Every opportunity

In View from the Top, August 20238 MinutesBy Dave McCoidSeptember 17, 2023

Michael May heads IVECO in this part of the world at an exciting time in the company’s life – a new model, new energy throughout the organisation, and opportunity at every turn. Always receptive to a yarn with passionate industry folk, Michael sat down with New Zealand Trucking at the Brisbane Truck Show this year, and we posed three questions for his consideration.

S-Way brings IVECO’s European big-seven front-runner into the Australasian game for you. In some areas, you’ve moved from a model behind to a model ahead compared to your competitors. How will you optimise and maximise that in the markets you’re chasing?

“A lot of the European products are pretty impressive, and it’s pleasing we are not just competitive but leading in some areas. There’s a lot of pent-up excitement here now. S-Way is a great-looking truck with a great reputation in Europe, where it’s grown market share significantly.

“Our decision to source the latest product from Europe was a seriously considered one and came as a result of listening to what our customers need and asked for.

“Once you’ve made that decision, it brings another set of challenges having the full suite of product options at your disposal. It’s a bit like being a kid in a candy shop.

“You have to understand what fits the market needs, and that determines what you select. You end up with a product aimed at the target markets, ones we think will be successful and allow us to represent the best version of ourselves in what is the most competitive and highest- volume market segments.

“That means growth has to be planned systematically. It is important the improvements we put into reliability and quality are reflected in both the customer and the network experience.

“The safety and emissions advances have to be supported with network knowledge, training, tooling – so we can support the product. That’s what will determine our reputation going forward.”

Considering that answer – and with the benefit of S-Way offering you a clean sheet, of sorts – if a truck operator in your target market were asked five years from now to sum up S-Way and where he/she thought IVECO sat in the market, what answer would you hope he/she might give, based on where you sit today?

“Yes, that’s a great question, and obviously, we’re looking at a much longer journey than five years, but that’s a great timeframe to check progress, for sure.

“This project started four or more years ago for us, evaluating, validating and testing.

“For me, what would I like to see? I would like us to develop true fans of the brand. A strong, reliable truck, great fuel consumption, clean, and a great experience with the network. Customers who appreciate not just the piece of machinery, but everything the brand encompasses and stands for. No marketing can compete with positive word- of-mouth in the marketplace.

“A great reputation is built in the yards, and talked about in the lunchroom.”

At the AARC drive day in Victoria earlier this year, you spoke to the subject of tomorrow’s S-Way – alternative propulsion and autonomy. You touched on working with universities and places of high learning to deliver a relevant product to a cleaner world. Can you talk about that in any more detail? What might that look like for IVECO here? Also, what contribution will your work here make to the global product?

“IVECO, globally, does not have the size of some of its direct competitors. Collaboration and involving partners with specific areas of expertise is something IVECO takes great pride in. Our partnership with PLUS in Europe working on autonomy, and our fuel-cell technology work with both Nikola and Hyundai are great examples.

“Being flexible and, where it makes sense, bringing technologies together in order to progress quicker and more effectively, is something we want to bring into our region. Choosing to source product ex-Europe obviously impacted manufacturing operations here, but we wanted to retain skills built up over many years. ‘How do we tap into the talented and innovative people we have to add value?’ It was a huge question for us, and our Customer Innovations Centre in Keysborough [Victoria, near Melbourne] is part of the answer.

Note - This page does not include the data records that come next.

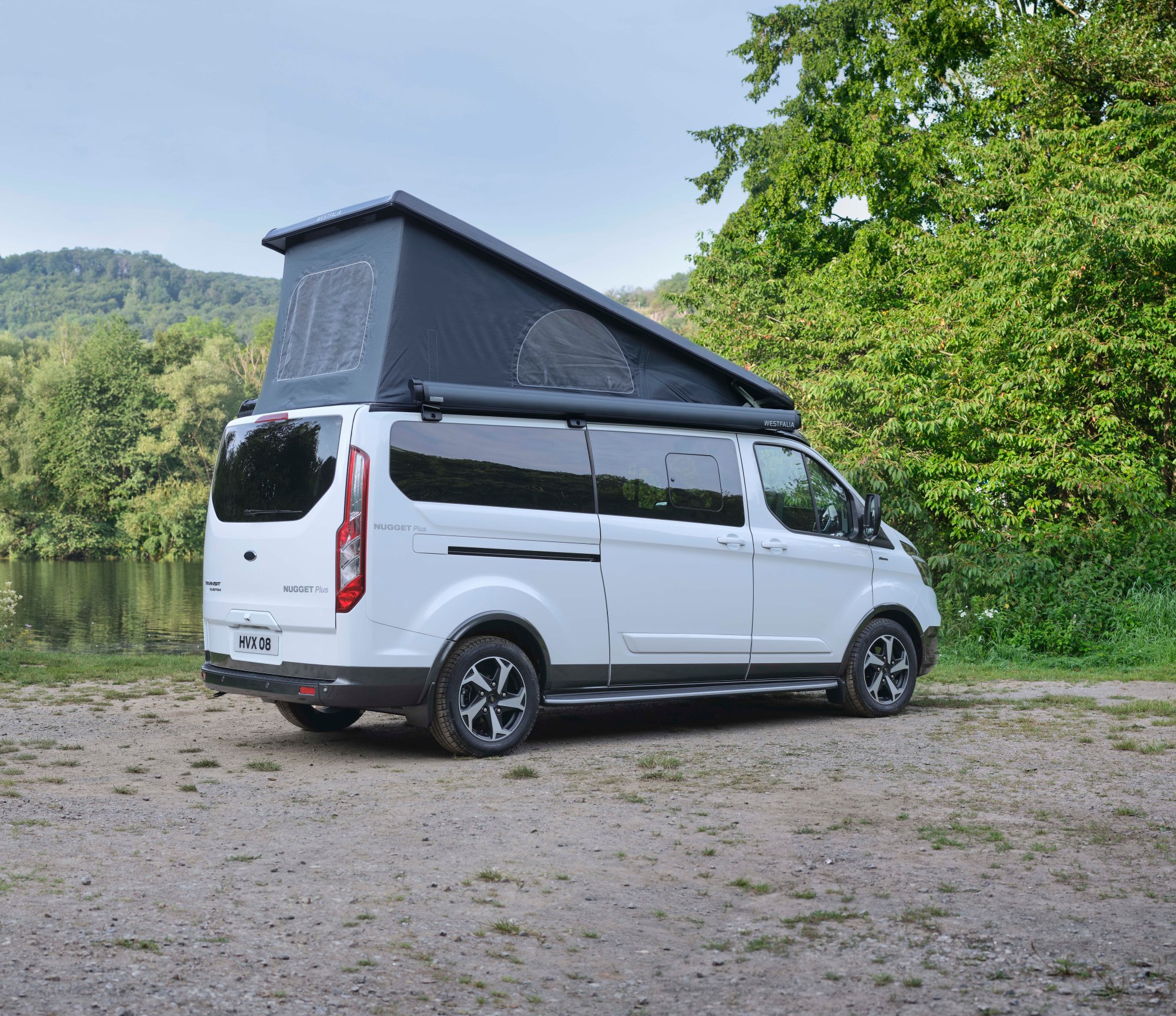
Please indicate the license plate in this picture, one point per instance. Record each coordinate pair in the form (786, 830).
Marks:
(264, 644)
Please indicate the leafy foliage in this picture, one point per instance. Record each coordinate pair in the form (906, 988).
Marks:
(995, 346)
(149, 292)
(108, 443)
(659, 303)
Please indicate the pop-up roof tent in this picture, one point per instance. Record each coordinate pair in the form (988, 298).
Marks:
(395, 291)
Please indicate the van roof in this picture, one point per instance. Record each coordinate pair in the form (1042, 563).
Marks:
(743, 384)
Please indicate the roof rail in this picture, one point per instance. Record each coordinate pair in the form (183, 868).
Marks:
(435, 398)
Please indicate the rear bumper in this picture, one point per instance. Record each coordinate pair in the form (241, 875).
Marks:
(931, 651)
(384, 689)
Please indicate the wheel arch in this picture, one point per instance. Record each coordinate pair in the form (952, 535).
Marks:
(900, 616)
(504, 626)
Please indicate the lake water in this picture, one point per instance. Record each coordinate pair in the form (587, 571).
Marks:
(110, 606)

“If we want to be an ‘attractor’ as an industry – and we do – then, collectively, we have to do a better job of promoting the opportunities we have in what is a pretty advanced sector.

“Our philosophy is one of growing our own. Born in the brand, growing up in the brand, linking ourselves with tertiary institutions can help grow people from within.

“In Europe IVECO has been involved in commercialising university mindsets – linking the academic and real world. Opportunities that universities love. Take our grant from the Victorian government. It has allowed us to engage with Swinburne University to help explore and better understand things like total cost of ownership.

“Together, we can build pathways of awareness and leverage the thinking that comes from such institutions against the backdrop of an Australian operating environment, one with higher speeds, weights and operating temperatures compared to many markets – it all contributes to a higher level of product validation.

“And even at the trades level, there’s a constant shortage, so we’re working with the technical colleges to increase the trade-qualified people.

“In terms of autonomy at a local level, for me, the medical industry is a leading example. I can’t speak for New Zealand, but Australia has an amazing reputation for innovating and breaking new ground in the world of medicine. They have shown how to optimise the academic/reality interface; researching, testing and trialling with phenomenal results. Why can’t we be the same?

“We need to take advantage of work already done by IVECO with partners in Europe and Asia and ‘lean in’ here in our region. We need to play our part in leading the way.”